On 6 December, Cailyn’s mum noticed she had developed a rash, and she attended again at the hospital. Cailyn was taken to resus at 1915 hours where her oxygen levels could not be obtained and her heartrate was high. During her time in resus, her condition deteriorated, and full resuscitation was attempted for around 40 minutes. Finally, after discussion with Cailyn’s parents, the decision was taken to stop, and Cailyn was pronounced dead.
Reasonable precautions
With regards to Sonny’s death, Sheriff Cameron determined that there were no reasonable precautions which could have been taken to prevent the death.
With regards to the death of Cailyn, the sheriff found that a reasonable precaution which could have been taken to prevent the death would have been for Cailyn to have been admitted to the Clinical Decision Unit for further observations after presenting at the Emergency Department.

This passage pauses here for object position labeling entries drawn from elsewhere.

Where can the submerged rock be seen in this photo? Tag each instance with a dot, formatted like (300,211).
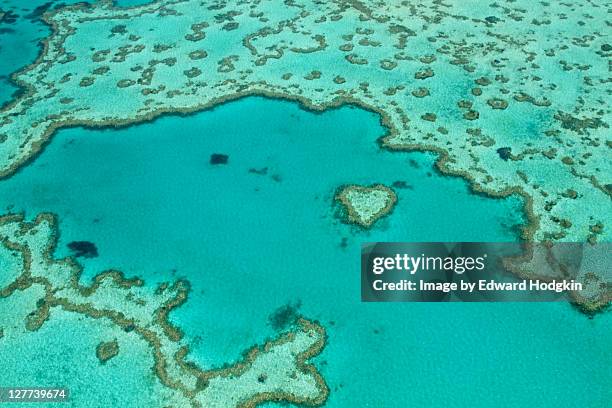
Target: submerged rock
(85,249)
(218,158)
(366,205)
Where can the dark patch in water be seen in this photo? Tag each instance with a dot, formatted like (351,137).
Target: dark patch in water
(262,172)
(401,184)
(85,249)
(218,158)
(504,152)
(9,18)
(285,315)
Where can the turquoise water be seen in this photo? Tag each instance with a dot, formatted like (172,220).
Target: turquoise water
(20,40)
(251,243)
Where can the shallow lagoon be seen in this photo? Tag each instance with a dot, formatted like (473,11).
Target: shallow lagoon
(250,243)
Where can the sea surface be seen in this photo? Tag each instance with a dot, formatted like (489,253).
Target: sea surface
(261,233)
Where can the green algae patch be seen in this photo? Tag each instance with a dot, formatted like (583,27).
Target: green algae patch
(278,370)
(366,205)
(107,350)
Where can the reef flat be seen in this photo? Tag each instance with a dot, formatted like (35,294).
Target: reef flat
(512,95)
(366,205)
(275,371)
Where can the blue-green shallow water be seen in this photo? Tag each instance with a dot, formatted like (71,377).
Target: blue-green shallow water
(20,35)
(154,206)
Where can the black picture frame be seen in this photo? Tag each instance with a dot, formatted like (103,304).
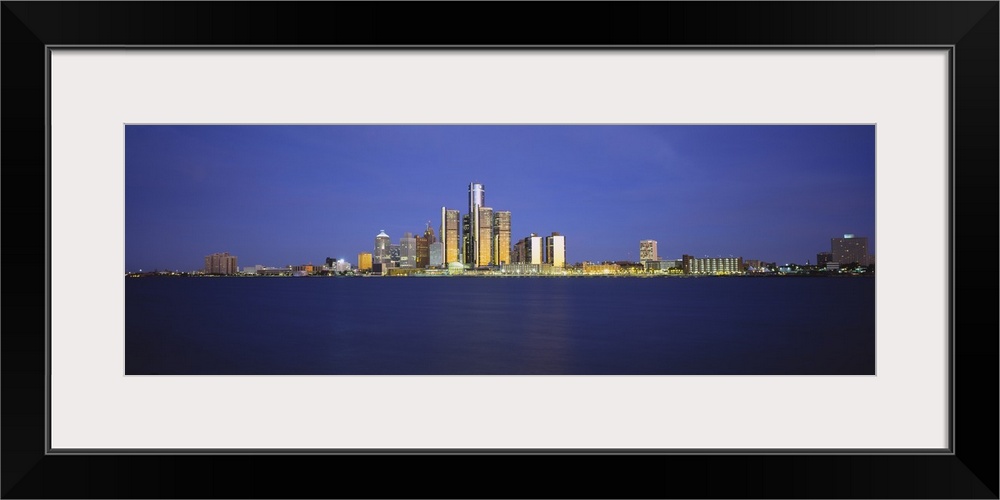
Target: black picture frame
(970,28)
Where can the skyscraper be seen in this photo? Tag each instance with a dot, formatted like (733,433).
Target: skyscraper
(484,238)
(501,237)
(450,234)
(850,249)
(555,250)
(381,254)
(364,261)
(468,257)
(647,250)
(477,199)
(534,252)
(220,263)
(408,251)
(423,250)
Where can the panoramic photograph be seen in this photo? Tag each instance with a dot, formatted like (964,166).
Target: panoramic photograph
(500,250)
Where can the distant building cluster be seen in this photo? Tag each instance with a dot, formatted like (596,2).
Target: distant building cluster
(480,239)
(479,242)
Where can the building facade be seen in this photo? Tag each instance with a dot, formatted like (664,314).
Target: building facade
(555,250)
(436,254)
(221,263)
(364,261)
(501,237)
(712,265)
(647,250)
(423,251)
(451,222)
(484,238)
(850,249)
(408,251)
(382,244)
(471,226)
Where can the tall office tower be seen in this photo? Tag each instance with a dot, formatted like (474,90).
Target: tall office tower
(429,234)
(823,257)
(381,254)
(501,237)
(534,249)
(518,254)
(555,250)
(220,263)
(477,200)
(451,234)
(484,239)
(468,257)
(850,249)
(647,250)
(364,261)
(394,259)
(408,251)
(436,254)
(423,250)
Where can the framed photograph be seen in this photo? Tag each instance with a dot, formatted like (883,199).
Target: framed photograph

Defects in systems of working
There were no defects in any system of working which contributed to the deaths.
Recommendations
The Sheriff made no recommendations following the deaths.
Additional issues and condolences
Sheriff Cameron highlighted that the delays in proceeding with the inquiry were ‘unacceptable’ and will have compounded the families’ grief and trauma. An additional submission was made by the Crown Office and Procurator Fiscal Service, setting out the reasons for the delay. COPFS advised that a number of measures had been implemented as a consequence of the lessons learned in this case.
To conclude, the sheriff offered his deepest condolences to the families of Sonny and Cailyn.
The full determination is available on the Scottish Courts and Tribunals Service website and is the only authoritative document.